そして2カ月ほど前には、また新たなトラブルが浮上していた。イギリスのホワイト・バイクスという小さな自転車メーカーが、彼らの牡鹿の角を図案化したロゴにわずかに手を加えたものが、リッチ・エナジーの缶に使われていることに気づいたのである。ストーリーCEOは、この自転車会社のロゴを模倣したとの申し立てを否定し、彼も会社の関係者も、誰ひとりとしてホワイト・バイクスという名を聞いたことがないと述べた。
しかし、その後まもなく、現在ハースF1チームのドライバーであるロマン・グロージャンが2014年に同社のマウンテンバイクに乗っている写真が見つかり、彼の主張は説得力を失った。
裁判はホワイト・バイクス側の勝訴に終わり、判事はリッチ・エナジーがロゴを盗用したことを実質的に認定した。さらに判事は、ストーリーCEOを「信用できない人物」と呼び、ハースのF1マシンも含めて問題のロゴの使用を禁止するとともに、7月18日までに製品の販売実績とF1チームへの資金提供の詳細を開示するよう命じている。
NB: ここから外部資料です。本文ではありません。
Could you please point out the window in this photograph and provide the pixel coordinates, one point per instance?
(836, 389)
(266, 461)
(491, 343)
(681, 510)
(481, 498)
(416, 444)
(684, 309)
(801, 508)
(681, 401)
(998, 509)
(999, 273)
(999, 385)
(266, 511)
イギリスGPの週に飛び交った一連のツイートには、こうした背景があった。対してハースは、リッチ・エナジーとの契約はまだ有効と考えており、マシンのカラーリングとロゴも変更しないと明言したが、本稿執筆時点では、リッチ・エナジーの本当の代表者は誰なのか、そして今後も会社として存続するのかどうかも明らかになっていない。
他のチームとは異なり、ハースのF1での活動は、親会社であるハース・オートメーションの工作機械の販売促進を主な目的としている。ただ、チームに近い筋によると、このところオーナーのジーン・ハースが同意した金額ではマシンの競争力維持が難しくなっており、ここでリッチ・エナジーのスポンサーシップを失うのは、大きな打撃となる可能性があるという。
リッチ・エナジーにまつわる奇妙なストーリーが、いったいどんな結末を迎えるのかは、まだ誰にも分からない。だが、パドックの住人の大多数は、2019年シーズンが終わる頃には、ハースのマシンにリッチ・エナジーのロゴは見られなくなっているだろうと予想している。